Seroit-ce que cette tranquilité du dieu, cette facilité à faire de grandes choses en caractériseroient mieux la puissance ? Ou ce que j’incline davantage à croire, ces morceaux n’étoient-ils que purement commémoratifs ? Un catéchisme d’autant plus utile aux peuples qu’on n’avoit guères que ce moyen de tenir présentes à leurs esprits et à leurs yeux, et de graver dans leur mémoire, les actions des dieux, la théologie du tems. Au fronton d’un temple, il ne s’agissoit pas de montrer comment l’aigle avait enlevé Ganymède, ni comment Hercule avoit déchiré le lion, ou étouffé Antée ; mais de lui rapeller par un bas-relief agiographe et lui conserver le souvenir de ces faits. Si vous me dites que cette froideur d’imitation étoit une manière de ces siècles, je vous demanderai pourquoi cette manière n’étoit pas générale ? Pourquoi la figure qu’on adorait au dedans du temple avait de l’expression, de la passion, du mouvement et pourquoi celle qu’on exécutoit en bas-relief au dehors en étoit privée ? Pourquoi ces statues qui peuploient les jardins publics, le portique, le céramique et autres endroits, ne se recommandoient pas seulement par la correction et la pureté du dessein. Voyez.
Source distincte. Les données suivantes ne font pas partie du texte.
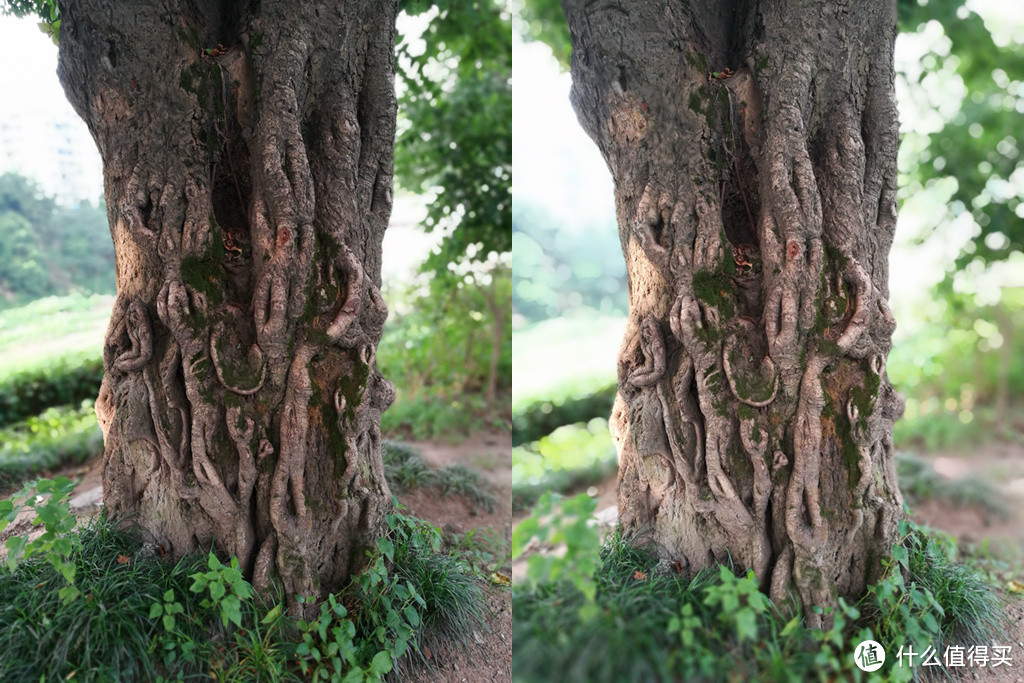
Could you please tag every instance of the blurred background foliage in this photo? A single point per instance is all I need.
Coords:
(957, 275)
(448, 343)
(48, 249)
Adoptez quelques unes de ces opinions, ou si toutes vous déplaisent, mettez quelque chose de mieux à la place.

S’il étoit permis d’appliquer ici l’idée de l’abbé Galliani que l’histoire moderne n’est que l’histoire ancienne sous d’autres noms, je vous dirois que ces bas-reliefs si purs, si corrects, n’étoient que des copies de mauvais bas-reliefs anciens dont on avoit gardé toute la platitude, pour leur conserver la vénération des peuples. Aujourdhuy, ce n’est pas la belle vierge des carmes déchaux qui fait des miracles ; c’est cet informe morceau de pierre noire qui est enfermé dans une boîte près du petit-pont.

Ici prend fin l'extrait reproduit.